My mum has recently been diagnosed with age-related macular degeneration (AMD) and I’ve read somewhere that it can be hereditary. She’s not blind yet but her sight is deteriorating fast.

She’s most worried, though, that she’s given it to her children and I would like to find out more about preventing it and about eye health in general.

I think we’re pretty healthy as a family but aside from eating properly and exercise, what else can we do?

I’d like to be able to reassure her that at least we’re doing all we can.
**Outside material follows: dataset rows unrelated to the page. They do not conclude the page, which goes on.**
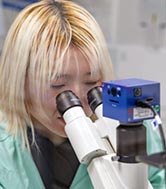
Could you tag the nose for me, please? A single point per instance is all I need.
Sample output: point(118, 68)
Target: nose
point(80, 93)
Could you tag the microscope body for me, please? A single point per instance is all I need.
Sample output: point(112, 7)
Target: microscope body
point(95, 143)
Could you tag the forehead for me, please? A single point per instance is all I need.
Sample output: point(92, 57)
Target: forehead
point(77, 63)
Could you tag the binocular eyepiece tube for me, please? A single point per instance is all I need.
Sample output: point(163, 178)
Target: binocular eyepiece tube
point(79, 128)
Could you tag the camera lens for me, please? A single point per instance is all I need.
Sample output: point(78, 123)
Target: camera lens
point(137, 92)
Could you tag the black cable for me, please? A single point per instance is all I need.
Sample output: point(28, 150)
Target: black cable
point(145, 104)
KM


The macula is part of the retina and it is responsible for what we see straight ahead, our ability to do detailed things such as reading and writing, and our appreciation of colours.

AMD is not an inherited condition, so please reassure your mother about this.

She may be confusing it with a type of macular degeneration that is inherited, called macular dystrophy.

Macular dystrophy can affect children and young people as well and it is important for them to have regular eye checks.

AMD tends to happen as people get older — it doesn't mean your mum will become blind and it isn't usually painful.

Most people with the condition will retain enough vision to get around and stay independent. Even so, it's the leading cause of sight loss in the UK, with more than 600,000 people affected.

The Eyecare Trust has a lot of advice and guidance about what to do to keep eyes as healthy as possible.

The very first thing on their list is not to smoke. Smokers are twice as likely to lose their sight in later life than non-smokers.

There are 10 key points on its website to maintain good eye hygiene. Good nutrition also plays a part and while you say you eat a healthy diet, it would be worthwhile checking out its recommendations.